Right, either of these is valid, but you have to choose one and stick with it. So let's say you put ##x = \tan(a)##. So ##dx = \sec^2(a) da = da/\cos^2(a)##. Your integral becomes
$$\begin{align}
\int_0^{\pi/4} \left(\frac{1}{\cos^2(a)}\right) \left(\frac{\ln(\tan(a) + 1)}{\tan^2(a) + 1}\right) da &=
\int_0^{\pi/4} \left(\frac{\cos^2(a)}{\cos^2(a)}\right) \ln(\tan(a) + 1) da\\
&= \int_0^{\pi/4} \ln(\tan(a) + 1) da \\
\end{align}$$
I'm not sure where you can take this from here. Are you sure that a trig substitution is the right approach?
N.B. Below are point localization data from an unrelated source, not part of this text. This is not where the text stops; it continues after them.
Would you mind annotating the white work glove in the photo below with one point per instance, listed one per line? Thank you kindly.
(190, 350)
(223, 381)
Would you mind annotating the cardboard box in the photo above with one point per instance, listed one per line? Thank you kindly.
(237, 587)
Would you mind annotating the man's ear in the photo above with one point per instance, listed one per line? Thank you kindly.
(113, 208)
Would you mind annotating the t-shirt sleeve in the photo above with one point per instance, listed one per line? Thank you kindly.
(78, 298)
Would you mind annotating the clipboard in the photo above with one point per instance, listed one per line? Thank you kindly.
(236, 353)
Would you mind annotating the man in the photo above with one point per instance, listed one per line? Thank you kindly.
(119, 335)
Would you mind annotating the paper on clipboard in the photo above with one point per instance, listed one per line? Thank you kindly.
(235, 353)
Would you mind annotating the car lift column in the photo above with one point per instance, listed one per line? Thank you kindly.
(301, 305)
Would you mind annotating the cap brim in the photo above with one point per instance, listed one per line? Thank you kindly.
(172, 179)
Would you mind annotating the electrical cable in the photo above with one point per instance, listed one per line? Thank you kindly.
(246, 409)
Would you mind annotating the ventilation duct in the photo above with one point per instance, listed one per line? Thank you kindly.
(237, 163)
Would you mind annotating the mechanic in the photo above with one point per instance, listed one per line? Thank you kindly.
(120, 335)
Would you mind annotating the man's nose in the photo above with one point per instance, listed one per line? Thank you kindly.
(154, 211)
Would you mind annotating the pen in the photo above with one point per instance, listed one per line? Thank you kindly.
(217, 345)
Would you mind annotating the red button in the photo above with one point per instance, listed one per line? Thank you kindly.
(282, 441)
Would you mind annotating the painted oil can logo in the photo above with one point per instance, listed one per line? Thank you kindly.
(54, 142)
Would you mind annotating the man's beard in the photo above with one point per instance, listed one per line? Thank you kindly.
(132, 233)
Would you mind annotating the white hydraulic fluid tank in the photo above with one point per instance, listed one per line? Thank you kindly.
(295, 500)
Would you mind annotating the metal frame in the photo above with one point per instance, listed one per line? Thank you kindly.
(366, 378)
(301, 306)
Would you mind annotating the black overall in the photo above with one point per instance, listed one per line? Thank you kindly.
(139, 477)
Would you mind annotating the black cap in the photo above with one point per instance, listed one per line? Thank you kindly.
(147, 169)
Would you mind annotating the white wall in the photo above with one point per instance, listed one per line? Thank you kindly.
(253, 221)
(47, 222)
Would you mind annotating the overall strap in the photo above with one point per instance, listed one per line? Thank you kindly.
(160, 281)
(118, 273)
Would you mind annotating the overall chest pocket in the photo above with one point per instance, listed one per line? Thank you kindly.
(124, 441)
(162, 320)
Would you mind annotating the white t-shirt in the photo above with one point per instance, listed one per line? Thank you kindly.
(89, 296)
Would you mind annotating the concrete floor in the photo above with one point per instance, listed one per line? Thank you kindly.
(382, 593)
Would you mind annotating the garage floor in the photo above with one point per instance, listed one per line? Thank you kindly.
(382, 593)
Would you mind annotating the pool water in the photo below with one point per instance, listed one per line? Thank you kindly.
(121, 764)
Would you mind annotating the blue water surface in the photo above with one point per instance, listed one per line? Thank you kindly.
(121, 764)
What if you try integration by parts: say ##u = \ln(x+1)## and ##dv = dx/(x^2+1)##. Then ##du = dx/(x+1)## and ##v = \arctan(x)##. Your integral becomes
$$\begin{align}
\left. uv \right|_{x=0}^{x=1} - \int_{x=0}^{x=1} v du &=
\left. \ln(x+1)\arctan(x)\right|_{0}^{1} - \int_{0}^{1} \frac{\arctan(x)}{x+1} dx \\
&= \frac{\pi}{4}\ln(2) - \int_0^1 \frac{\arctan(x)}{x+1} dx \\
\end{align}$$
According to Wolfram Alpha, the answer is supposed to be ##\frac{\pi}{8}\ln(2)##, so if that's true, then somehow we must have
$$\int_0^1 \frac{\ln(x+1)}{x^2+1} dx = \int_0^1 \frac{\arctan(x)}{x+1} dx$$
If you can prove that then you're done. I don't know enough stupid integration tricks to prove it off the top of my head.